In Fedora 16, we shipped an initial version of a static analysis tool I've written (gcc-with-cpychecker), implementing some basic checks.
The latest version of the checker can now detect reference-counting bugs, along with paths through code that doesn't properly handle errors from the Python extension API, and I've already used it to patch some significant memory leaks.
Benefit to Fedora
We use Python throughout Fedora, so it's important for our implementation to be robust. The core language and standard library are high-quality, but the "long tail" of 3rd party C extension modules can often contain reference-counting bugs. These typically manifest as memory leaks.

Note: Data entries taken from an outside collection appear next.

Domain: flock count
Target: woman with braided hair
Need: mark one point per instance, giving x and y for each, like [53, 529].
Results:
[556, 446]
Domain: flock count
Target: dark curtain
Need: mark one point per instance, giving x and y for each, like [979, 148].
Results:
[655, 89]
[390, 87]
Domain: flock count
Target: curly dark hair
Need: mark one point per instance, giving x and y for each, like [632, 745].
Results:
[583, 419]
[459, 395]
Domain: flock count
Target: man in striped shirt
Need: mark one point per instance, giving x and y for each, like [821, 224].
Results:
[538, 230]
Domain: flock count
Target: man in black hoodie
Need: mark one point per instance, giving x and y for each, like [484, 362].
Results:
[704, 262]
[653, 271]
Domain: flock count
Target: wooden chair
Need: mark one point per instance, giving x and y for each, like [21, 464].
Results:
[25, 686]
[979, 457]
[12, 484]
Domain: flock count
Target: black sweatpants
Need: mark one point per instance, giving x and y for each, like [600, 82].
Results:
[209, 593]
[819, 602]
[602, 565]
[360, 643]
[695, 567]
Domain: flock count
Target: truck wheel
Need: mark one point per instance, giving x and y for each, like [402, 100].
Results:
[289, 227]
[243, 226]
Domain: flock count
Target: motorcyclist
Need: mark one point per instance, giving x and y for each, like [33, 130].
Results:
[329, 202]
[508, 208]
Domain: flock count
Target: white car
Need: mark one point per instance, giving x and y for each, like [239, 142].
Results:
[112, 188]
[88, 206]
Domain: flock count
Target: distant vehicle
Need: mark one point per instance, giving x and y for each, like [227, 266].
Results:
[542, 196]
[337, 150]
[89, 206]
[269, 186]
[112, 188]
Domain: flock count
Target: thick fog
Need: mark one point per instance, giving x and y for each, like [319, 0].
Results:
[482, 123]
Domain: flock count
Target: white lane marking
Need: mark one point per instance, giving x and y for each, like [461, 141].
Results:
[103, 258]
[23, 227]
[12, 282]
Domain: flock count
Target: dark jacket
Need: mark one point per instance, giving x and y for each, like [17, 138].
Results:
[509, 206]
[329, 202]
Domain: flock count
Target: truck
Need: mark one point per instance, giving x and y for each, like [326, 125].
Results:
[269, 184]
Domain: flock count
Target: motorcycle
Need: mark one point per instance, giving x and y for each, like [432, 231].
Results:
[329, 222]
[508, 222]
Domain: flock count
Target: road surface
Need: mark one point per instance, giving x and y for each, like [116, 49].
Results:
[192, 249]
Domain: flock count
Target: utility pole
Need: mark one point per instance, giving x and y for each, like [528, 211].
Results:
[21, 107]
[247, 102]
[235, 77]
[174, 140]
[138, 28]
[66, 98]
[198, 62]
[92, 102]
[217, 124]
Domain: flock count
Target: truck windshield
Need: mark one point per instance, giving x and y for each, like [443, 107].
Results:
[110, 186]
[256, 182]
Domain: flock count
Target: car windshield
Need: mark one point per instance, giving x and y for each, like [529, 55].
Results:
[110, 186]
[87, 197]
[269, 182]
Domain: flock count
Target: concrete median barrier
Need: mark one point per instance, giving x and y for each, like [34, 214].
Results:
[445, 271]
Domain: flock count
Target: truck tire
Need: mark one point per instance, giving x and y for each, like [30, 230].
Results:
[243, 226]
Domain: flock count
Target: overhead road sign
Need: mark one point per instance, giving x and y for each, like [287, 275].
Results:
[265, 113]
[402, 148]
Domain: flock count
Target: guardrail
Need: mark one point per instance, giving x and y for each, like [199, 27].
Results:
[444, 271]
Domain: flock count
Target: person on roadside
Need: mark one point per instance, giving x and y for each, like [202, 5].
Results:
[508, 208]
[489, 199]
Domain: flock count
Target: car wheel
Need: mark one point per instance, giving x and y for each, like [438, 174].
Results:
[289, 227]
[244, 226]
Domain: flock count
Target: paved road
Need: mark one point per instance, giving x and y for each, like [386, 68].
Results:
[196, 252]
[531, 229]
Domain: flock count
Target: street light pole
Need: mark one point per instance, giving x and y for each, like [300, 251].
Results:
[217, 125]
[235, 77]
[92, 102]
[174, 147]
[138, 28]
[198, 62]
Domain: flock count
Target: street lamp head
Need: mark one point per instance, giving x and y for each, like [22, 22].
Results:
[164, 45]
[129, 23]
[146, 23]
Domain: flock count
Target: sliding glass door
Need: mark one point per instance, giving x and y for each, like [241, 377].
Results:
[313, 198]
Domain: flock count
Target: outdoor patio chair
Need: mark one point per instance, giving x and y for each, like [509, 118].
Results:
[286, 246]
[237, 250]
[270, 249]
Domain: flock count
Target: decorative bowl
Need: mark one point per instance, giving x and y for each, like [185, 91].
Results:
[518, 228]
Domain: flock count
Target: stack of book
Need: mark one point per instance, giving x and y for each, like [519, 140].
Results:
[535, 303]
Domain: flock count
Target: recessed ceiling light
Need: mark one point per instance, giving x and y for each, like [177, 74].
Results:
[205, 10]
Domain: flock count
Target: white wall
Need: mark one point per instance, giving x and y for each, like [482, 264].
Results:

The static analysis tool can detect these and help us eliminate them. (It also means that 3rd-party Python code benefits from being in Fedora).
My hope was to integrate this with Fedora's packaging, so that all C extension modules packaged for Python 2 and Python 3 can be guaranteed free of such errors (by adding hooks to the python-devel and python3-devel packages).
Unfortunately it's not possible to get the signal:noise ratio good enough in time for Fedora 17 for that.
The plan now is to automate running it on all of the C extension modules in Fedora 17, and to analyze the results. Initially bugs would be filed against the tool itself (gcc-python-plugin), and I would then triage them; genuine bugs would be reassigned to the appropriate components, and I'd try to fix the high-value ones, sending fixes upstream. However, this is a large task, and I'm likely to need help from package owners and other Python developers. False positives would thus remain as bugs in the checker itself, and I'd work on fixing them.
Work to be done:
- there's a gcc-4.7 incompatibility that will need a couple of days to fix
- automate running it on all code
- go through the results, fixing the bugs in the checker itself, and reporting/fixing the real bugs that it finds.
How To Test
It's not clear that we need this section; the feature covers a distro-wide bug-fixing push.
I *have* written an extensive selftest suite for the checker itself, which is run when it is built.
Non-technical end-users of Fedora should see no difference (other than more a robust operating system).
For examples of the output from the checker, see: http://dmalcolm.livejournal.com/6560.html
This is implemented via a GCC plugin that embeds Python; the checker itself is implemented in Python.
Given that this "Feature" is essentially a bug-sweep (using a new tool), we'll do as much as we can by the deadline. Any that's been done is an improvement to Fedora, but if the amount doesn't look impressive, we can drop this as a feature.